12

I was under the impression that startswith has to be faster than in for the simple reason that in has to do more checks (allows for the word being looked for to be anywhere in the string). But I had my doubts so I decided to timeit. The code for the timings is given below and as you will probably notice I haven't done much timing; the code is rather simple.

import timeit

setup1='''
def in_test(sent, word):
    if word in sent:
        return True
    else:
        return False
'''

setup2='''
def startswith_test(sent, word):
    if sent.startswith(word):
        return True
    else:
        return False
'''

print(timeit.timeit('in_test("this is a standard sentence", "this")', setup=setup1))
print(timeit.timeit('startswith_test("this is a standard sentence", "this")', setup=setup2))

Results:

>> in:         0.11912814951705597
>> startswith: 0.22812353561129417

So startswith is twice as slow!.. I find this behavior very puzzling given what I said further above.
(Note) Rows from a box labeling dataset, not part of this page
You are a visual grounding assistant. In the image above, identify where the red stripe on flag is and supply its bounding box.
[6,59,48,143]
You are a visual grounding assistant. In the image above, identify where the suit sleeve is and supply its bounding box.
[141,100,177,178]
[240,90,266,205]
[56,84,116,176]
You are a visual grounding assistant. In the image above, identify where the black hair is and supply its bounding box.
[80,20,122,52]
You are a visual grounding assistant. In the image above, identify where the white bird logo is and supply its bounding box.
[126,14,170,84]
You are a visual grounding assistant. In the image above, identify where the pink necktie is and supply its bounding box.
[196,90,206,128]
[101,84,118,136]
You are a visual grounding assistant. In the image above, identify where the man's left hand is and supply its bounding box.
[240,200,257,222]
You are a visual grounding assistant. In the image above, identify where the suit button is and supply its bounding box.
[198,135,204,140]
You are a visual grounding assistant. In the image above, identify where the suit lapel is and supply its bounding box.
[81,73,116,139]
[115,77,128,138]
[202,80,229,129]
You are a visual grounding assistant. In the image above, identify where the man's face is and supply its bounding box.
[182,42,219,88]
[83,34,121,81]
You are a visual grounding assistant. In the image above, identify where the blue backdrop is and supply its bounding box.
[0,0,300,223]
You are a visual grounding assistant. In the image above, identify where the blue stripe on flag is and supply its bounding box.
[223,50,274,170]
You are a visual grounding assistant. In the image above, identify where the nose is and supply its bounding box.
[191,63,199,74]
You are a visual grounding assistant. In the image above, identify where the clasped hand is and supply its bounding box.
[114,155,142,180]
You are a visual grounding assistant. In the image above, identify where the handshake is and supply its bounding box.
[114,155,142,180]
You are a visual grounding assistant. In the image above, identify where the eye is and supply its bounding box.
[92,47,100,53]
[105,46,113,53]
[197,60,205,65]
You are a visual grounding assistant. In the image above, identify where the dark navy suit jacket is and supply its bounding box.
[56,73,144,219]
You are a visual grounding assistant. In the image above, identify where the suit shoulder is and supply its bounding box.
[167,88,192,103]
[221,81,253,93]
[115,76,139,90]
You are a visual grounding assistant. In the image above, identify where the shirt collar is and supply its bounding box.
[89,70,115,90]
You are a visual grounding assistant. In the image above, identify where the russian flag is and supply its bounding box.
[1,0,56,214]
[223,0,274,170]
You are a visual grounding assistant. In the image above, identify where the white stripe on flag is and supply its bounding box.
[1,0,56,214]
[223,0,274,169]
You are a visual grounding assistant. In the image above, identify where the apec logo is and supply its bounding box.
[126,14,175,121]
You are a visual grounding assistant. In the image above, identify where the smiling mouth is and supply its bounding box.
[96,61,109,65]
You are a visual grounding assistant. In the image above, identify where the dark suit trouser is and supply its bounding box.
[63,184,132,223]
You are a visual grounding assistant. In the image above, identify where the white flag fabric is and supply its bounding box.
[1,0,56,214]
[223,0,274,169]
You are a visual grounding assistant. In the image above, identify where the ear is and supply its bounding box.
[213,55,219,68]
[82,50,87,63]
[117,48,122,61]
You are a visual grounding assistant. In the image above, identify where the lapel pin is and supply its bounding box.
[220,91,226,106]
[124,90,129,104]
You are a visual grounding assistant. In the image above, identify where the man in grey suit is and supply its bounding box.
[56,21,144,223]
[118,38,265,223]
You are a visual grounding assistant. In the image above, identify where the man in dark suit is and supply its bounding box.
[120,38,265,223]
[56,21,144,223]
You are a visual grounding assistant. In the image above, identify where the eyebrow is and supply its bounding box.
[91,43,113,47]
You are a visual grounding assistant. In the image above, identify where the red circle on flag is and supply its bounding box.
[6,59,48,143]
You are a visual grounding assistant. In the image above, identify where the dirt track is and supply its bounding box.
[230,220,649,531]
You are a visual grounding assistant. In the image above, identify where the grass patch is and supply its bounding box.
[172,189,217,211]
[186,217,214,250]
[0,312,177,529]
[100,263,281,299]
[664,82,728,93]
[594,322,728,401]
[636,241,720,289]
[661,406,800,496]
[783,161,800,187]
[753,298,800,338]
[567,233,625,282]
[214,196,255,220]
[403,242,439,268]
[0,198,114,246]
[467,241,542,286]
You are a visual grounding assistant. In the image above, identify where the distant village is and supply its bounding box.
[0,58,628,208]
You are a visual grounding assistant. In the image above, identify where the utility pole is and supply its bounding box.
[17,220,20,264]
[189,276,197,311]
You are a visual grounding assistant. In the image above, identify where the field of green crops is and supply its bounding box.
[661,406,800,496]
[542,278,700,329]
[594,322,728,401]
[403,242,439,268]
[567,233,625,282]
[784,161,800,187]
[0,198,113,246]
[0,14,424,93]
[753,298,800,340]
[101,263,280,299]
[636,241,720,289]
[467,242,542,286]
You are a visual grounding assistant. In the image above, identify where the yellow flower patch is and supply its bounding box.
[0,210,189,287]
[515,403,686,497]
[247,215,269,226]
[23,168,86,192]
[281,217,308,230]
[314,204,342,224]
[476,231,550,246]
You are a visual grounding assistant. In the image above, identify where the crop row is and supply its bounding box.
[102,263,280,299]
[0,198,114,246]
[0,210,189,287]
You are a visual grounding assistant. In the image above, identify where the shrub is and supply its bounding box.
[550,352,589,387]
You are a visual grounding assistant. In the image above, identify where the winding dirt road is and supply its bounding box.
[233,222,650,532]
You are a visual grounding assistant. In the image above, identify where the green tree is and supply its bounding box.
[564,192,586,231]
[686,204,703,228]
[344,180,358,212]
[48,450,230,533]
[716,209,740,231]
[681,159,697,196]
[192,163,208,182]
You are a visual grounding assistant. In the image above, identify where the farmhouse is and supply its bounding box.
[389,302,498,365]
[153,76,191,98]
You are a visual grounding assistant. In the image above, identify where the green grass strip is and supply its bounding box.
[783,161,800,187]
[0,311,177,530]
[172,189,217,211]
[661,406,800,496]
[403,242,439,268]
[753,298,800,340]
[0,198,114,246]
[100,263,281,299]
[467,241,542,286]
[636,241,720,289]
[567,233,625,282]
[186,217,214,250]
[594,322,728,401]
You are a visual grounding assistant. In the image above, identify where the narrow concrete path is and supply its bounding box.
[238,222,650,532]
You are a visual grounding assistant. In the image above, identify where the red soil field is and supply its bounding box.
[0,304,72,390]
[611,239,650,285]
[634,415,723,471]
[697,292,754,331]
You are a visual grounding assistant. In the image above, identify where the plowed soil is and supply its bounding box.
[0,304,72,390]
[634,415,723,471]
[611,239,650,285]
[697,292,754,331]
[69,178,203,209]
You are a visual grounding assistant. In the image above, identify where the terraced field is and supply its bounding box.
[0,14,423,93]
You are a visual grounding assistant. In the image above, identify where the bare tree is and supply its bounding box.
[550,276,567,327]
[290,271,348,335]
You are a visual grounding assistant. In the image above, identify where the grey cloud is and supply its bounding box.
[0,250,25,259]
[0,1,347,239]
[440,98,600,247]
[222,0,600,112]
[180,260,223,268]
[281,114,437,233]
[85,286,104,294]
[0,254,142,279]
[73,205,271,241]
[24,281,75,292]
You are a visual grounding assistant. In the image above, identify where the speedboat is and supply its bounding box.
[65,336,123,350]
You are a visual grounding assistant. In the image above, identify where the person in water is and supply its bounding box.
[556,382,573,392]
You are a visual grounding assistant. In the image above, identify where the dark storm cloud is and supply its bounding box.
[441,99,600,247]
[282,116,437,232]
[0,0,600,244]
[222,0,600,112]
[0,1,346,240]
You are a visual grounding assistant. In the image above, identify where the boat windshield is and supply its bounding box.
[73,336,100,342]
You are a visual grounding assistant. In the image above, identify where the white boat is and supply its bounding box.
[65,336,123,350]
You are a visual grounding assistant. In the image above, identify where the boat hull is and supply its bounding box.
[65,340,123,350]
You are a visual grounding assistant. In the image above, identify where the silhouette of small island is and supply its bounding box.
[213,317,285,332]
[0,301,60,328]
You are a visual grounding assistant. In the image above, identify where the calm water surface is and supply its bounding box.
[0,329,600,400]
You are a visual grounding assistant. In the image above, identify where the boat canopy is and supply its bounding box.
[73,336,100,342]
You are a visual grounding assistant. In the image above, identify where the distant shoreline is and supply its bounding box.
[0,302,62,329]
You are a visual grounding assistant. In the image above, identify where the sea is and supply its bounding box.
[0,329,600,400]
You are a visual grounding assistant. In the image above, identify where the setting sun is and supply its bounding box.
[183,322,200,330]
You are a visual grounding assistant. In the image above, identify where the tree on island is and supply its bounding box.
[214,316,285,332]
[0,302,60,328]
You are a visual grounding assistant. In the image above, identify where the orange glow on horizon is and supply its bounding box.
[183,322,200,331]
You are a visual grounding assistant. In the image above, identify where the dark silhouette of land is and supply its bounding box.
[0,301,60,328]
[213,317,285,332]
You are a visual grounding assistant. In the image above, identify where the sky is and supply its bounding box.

Am I doing something wrong with timing the two or is in indeed faster? If so, why?

Note that the results are very similar even when they both return False (in this case, in would have to actually traverse the whole sentece in case it simply short-circuited before):

print(timeit.timeit('in_test("another standard sentence, would be that", "this")', setup=setup1))
print(timeit.timeit('startswith_test("another standard sentence, would be that", "this")', setup=setup2))

>> in:         0.12854891578786237
>> startswith: 0.2233201940338861

If I had to implement the two functions from scratch it would look something like this (pseudocode):

startswith: start comparing the letters of word to the letters of sentence one by one until a) word gets depleted (return True) or b) check returns False (return False)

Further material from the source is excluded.